However, in the related art, although it enables to reduce the number of write-back by switching the above-described structures (1) and (2), there is no measure taken for bus load. Thus, in a system with a plurality of masters present, when the bus load is large because another master is in use of the bus, the replace processing along with the write-back may be carried out. Therefore, bus traffic may increase locally.

In a processor such as a DSP (Digital Signal Processor), which requires real-time processing, the bus traffic becomes a factor for critical processing delay. Further, in general, when designing the bus, width of the bus is designed by assuming the worst bas traffic case. Therefore, for embodying the conventional structure in which the bus traffic is insufficiently arranged, it is necessary to set a bus width with a margin when designing.

SUMMARY OF THE INVENTION

An object of the present invention is to have uniform bus traffic with the consideration of the bus load.

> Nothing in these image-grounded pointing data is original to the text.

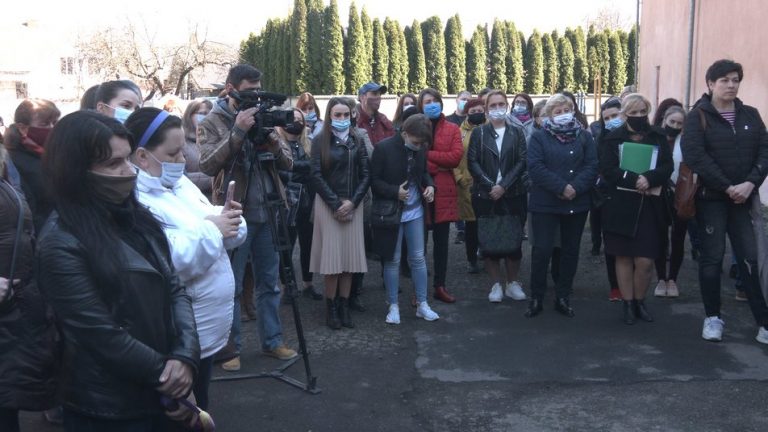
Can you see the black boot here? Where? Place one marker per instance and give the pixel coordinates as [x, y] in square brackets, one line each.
[332, 314]
[629, 312]
[346, 318]
[534, 308]
[641, 311]
[564, 307]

In order to overcome the aforementioned problems, as the main basic structure of the present invention, the cache memory system and the moving picture processor of the present invention comprise: a cache memory; a bus load judging device for performing judgment of a state of a bus that is connected to a recording device in which cache-target data of the cache memory is stored; and a replace-way controller for controlling a replacing form of the cache memory according to a result of judgment performed by the bus load judging device.

This structure enables to change the replacing form according to the bus load so that the bus traffic can be made uniform. For example, under a state where, in a system having a plurality of masters, there is a bus load generated since another master is using the bus, selected is a replacement processing form without write-back having small bus load. In the meantime, under a state with no bus load, selected is a replacement processing form with write-back having a large load. Thereby, the bus traffic becomes uniform. In that case, the cache memory is preferable to be a cache memory of a multi-way set associative system.

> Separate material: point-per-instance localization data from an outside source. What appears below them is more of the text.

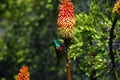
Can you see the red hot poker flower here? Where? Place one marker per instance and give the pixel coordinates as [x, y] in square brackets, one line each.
[66, 20]
[23, 75]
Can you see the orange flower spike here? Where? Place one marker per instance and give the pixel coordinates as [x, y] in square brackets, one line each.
[66, 19]
[24, 74]
[116, 8]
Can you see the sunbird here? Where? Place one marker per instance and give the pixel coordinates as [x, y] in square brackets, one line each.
[59, 50]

It is preferable that the basic structure of the present invention as described above further comprise the following structures. That is, it is preferable that the bus load judging device set validity/invalidity of load of the bus according to the judgment of the bus state, and that the replace-way controller control the replacing form of the cache memory according to a set state of the bus load judging device.

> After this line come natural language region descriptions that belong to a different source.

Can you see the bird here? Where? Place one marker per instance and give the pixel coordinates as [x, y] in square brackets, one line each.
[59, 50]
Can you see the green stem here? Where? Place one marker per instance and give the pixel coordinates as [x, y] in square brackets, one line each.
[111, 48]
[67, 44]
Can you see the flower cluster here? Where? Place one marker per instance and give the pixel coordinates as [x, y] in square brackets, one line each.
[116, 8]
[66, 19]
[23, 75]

Further, it is preferable that the replace-way controller perform replacement by giving priority to a way which is not exclusive-discordant when the bus load is judged as valid by the bus load judging device, while performing replacement by giving priority to a way which is exclusive-discordant when the bus load is judged as invalid. With this, at the time of replacing the cache, it is possible to select the replacing form without write-back having a small bus load when there is the bus load being generated. Further, when there is no bus load, the bus can be utilized without a waste by giving priority to perform the replacing form with write-back having a large bus load.

Furthermore, it is preferable that the bus load judging device comprise: a bus load information holding unit which gathers and holds bus request reserved number of the bus; a bus load judging condition setting unit for setting a condition for judging (referred to as judging condition herein after) the bus load in the bus request reserved number which is being gathered and held; and a comparator for comparing the bus request reserved number held in the bus load information holding unit and the judging condition set in the bus load judging condition setting unit and, according to a result of comparison performed thereby, sets validity/invalidity of the load of the bus. With this, it becomes possible to detect the bus load only by the information on the bus request reserved number.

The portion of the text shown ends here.